More stories related to 2005 NAIAS DETROIT – This will be the year of big decisions for Porsche AG.

CEO Wendelin Wiedeking is promising the German sports-car maker in the next few months will determine whether it will offer a gasoline-electric hybrid drive system for its Cayenne cross/utility vehicle. (See related story: Porsche: Hybrid May Be Essential for U.S.)

By mid year, Porsche also will decide whether it will add a long-anticipated fourth model to its lineup, Wiedeking says.

“Our engineers have been looking closely at this alternative technology for a long time,” Wiedeking says of a hybrid vehicle. “In the spring we will take a detailed look at the subject of hybrid drive on the board of management, and we will then decide whether and, if so, in which way and with whom we will take action in this area.”

Cayenne would be basis for Porsche hybrid.

New 911 Carrera convertible.

Wiedeking says the hybrid system “only would make sense in the Cayenne,” because of space and weight restrictions in the 911 and Boxster.

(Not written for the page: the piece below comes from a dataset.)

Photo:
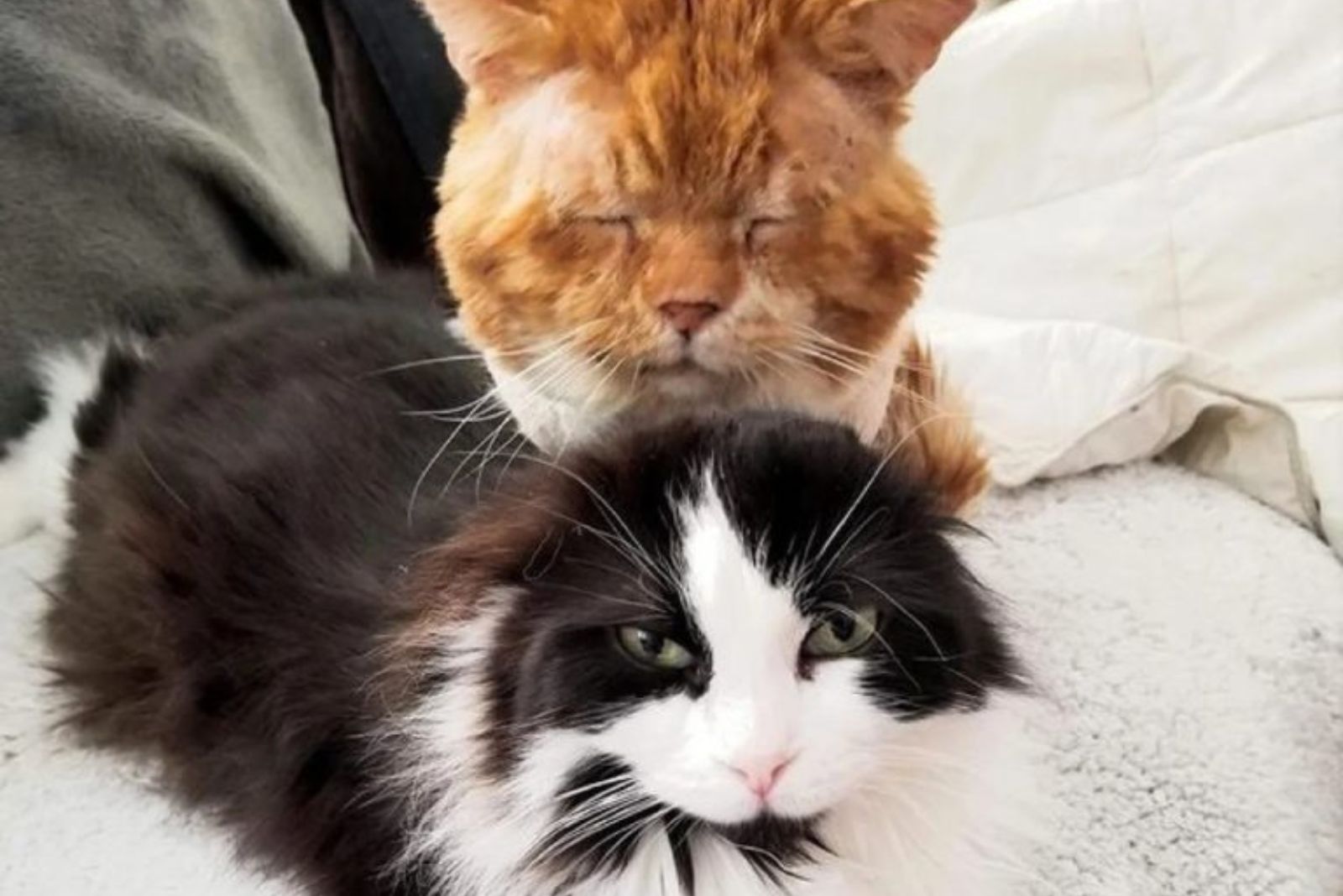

Porsche is studying several technology options, but any Porsche hybrid would have to blend in with the rest of the lineup.

“We want to make the best system for us,” he says. “We are in the business of providing sporty cars, so it must have sporty characteristics.

“We won’t make any compromises,” he adds. “Compromise is not our business.”

Porsche will not do a diesel hybrid, Wiedeking says. “I don’t believe in diesels. It’s the wrong way for the environment. I believe in gasoline engines.”

Porsche may look for a partner to do a hybrid, but Wiedeking says the auto maker “would have to have an impact” on engineering the system. “But we don’t have to develop everything ourselves,” he adds.

A partner could be sought out for the fourth model line, as well, says Wiedeking, who promises a decision on the program by midyear.

He says Porsche already has identified what type of vehicle the new model would be, but he declines to reveal that.

The addition of a fourth vehicle line could mean investment in a new plant, but “that’s an open question,” he says. “That would depend on whether we do it with a partner. It is too early to determine.”

Even without the fourth model, “the independence of our company is secure also in the long term,” Wiedeking says here at the North American International Auto Show, where Porsche introduced the 911 Carrera Cabriolet and Carrera S Cabriolet.

The convertible version of the new 911 will start at $79,100 and base at $88,900 for the Carrera S version, about a $10,000 premium above the 911 coupes.